Its also that things are a little more involved than just a couple of weeks doing the tourist thing and looking at the sights. I don't just want to talk about how new and different everything is to me. That's an obvious given. I actually like this place, despite its flaws, problems, and reputation:  it reminds me very much of some of the places I've been back home: and while I accept that there are differences that could make it more .. not dangerous, but risky, perhaps:  I actually feel safer here than I have back home at times.

So.. where am I?   New York?  Los Angeles?  Detroit?

Nah.  Not for me.  I hit the real fleshpot, and I'm exploring a little more each visit.  Las Vegas:  Sin City?    trust me:  no more than Soho, or any other place in the UK that I have visited, Yes, Vegas is big, loud, brassy and blousy:  kind of the 'Bet Lynch' of the US, IF you take it at face value, and only read/listen to the hype and tourist brochures. I just think that there is more to this city than just The Strip.. and even that gets a poor press, in my opinion.  Yes: it is pretty touristy:  but in a place that makes so much of its revenue from visitors, what else would you expect?  And yes, there are sooo many casinos along it:  but they vary so much in style. decor and appeal;  visiting The Strip is NOT like walking along Blackpool seafront and popping into a couple of the amusement arcades.  I have visited a few of  those casinos, many of which have hotels attached (and some extremely nice ones at that) and they offer such a variety of entertainment. Gambling (of course)  but also, live music: bars, cafes, coffee shops:  quality shopping, fine dining:  you can even catch a show or two if the mood takes you. And that is all fine and good, if that is what you want.  But that isn't ALL there is to Las Vegas.

I'm not going to pretend that Vegas is a cultural capital; it's not. But it does have a growing arts quarter: there are writing groups, arts groups:  music, theatre...  and yes, Freemont Street is a focal point for that: but if you care to look a little deeper, its easy to find venues beyond the arts district, (like, for instance, the Freaking Frog) which hold open mic events not just for musicians, but poets, writers, other performers. There are city parks, lakes, mountains:  areas of natural beauty that should draw visitors just as powerfully as the bright lights.  And yes, I know I'm making this post sound like an advert for the Las Vegas Tourist Board so far:, but there is a point to this.

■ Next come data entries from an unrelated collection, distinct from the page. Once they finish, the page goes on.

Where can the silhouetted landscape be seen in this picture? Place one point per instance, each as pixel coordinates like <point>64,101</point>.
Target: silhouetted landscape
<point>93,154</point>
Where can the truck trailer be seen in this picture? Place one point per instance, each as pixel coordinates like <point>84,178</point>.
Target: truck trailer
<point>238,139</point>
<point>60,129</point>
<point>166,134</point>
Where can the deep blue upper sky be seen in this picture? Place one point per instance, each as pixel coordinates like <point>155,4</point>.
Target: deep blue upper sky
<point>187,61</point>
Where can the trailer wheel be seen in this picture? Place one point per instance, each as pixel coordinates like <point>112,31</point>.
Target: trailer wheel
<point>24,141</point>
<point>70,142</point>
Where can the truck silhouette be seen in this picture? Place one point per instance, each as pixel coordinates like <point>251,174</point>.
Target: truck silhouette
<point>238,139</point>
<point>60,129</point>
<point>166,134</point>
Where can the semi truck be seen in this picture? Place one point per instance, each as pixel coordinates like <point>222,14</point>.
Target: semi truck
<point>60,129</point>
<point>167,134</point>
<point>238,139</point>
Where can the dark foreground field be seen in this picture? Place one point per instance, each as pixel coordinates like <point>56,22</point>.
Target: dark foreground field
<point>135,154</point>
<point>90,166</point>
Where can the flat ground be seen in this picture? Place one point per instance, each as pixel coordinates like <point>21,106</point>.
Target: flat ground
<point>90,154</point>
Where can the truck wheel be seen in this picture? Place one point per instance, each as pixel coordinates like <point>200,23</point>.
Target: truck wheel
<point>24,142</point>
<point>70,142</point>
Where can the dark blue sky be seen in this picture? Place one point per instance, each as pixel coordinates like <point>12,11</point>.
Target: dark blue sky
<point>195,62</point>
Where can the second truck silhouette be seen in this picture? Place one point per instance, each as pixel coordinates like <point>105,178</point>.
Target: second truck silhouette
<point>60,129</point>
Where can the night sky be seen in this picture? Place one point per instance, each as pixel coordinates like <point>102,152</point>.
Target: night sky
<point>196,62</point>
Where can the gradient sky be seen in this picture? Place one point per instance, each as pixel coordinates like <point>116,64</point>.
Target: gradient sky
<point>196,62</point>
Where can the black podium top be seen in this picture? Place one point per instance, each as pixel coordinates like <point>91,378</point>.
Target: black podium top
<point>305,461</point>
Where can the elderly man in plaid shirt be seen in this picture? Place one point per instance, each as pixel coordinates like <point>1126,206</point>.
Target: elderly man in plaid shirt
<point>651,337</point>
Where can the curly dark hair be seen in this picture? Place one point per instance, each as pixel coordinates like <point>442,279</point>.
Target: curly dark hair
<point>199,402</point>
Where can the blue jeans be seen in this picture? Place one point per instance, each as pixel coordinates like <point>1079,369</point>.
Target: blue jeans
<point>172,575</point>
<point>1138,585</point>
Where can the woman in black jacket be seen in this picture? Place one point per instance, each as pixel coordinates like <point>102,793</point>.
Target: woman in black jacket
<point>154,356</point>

Most visitors to Vegas only ever see the Strip, or the other areas geared for holidaying.  That makes it all too easy to forget that there are people who live and work here every day: that this is a working, living city, with all the same flaws and failings as any other. There are people sleeping on the streets here, just as there are in London. There are less privileged areas:  Crime, poverty and deprivation haven't bypassed Vegas: people here struggle to pay mortgages:  there is unemployment: there are neighbourhoods considered less 'safe', or savoury.  I grew up in a city in the UK, in an area very much like those... fewer guns, perhaps: but with no fewer problems.  My point is, that the more I visit: the more I explore and learn about this place, the more I like it. maybe, as I have been told, I'm a little weird:  but for all its problems, this is a vibrant, unapologetic, in-your-face, take-it-or-leave-it town, and I can't help but be drawn to it.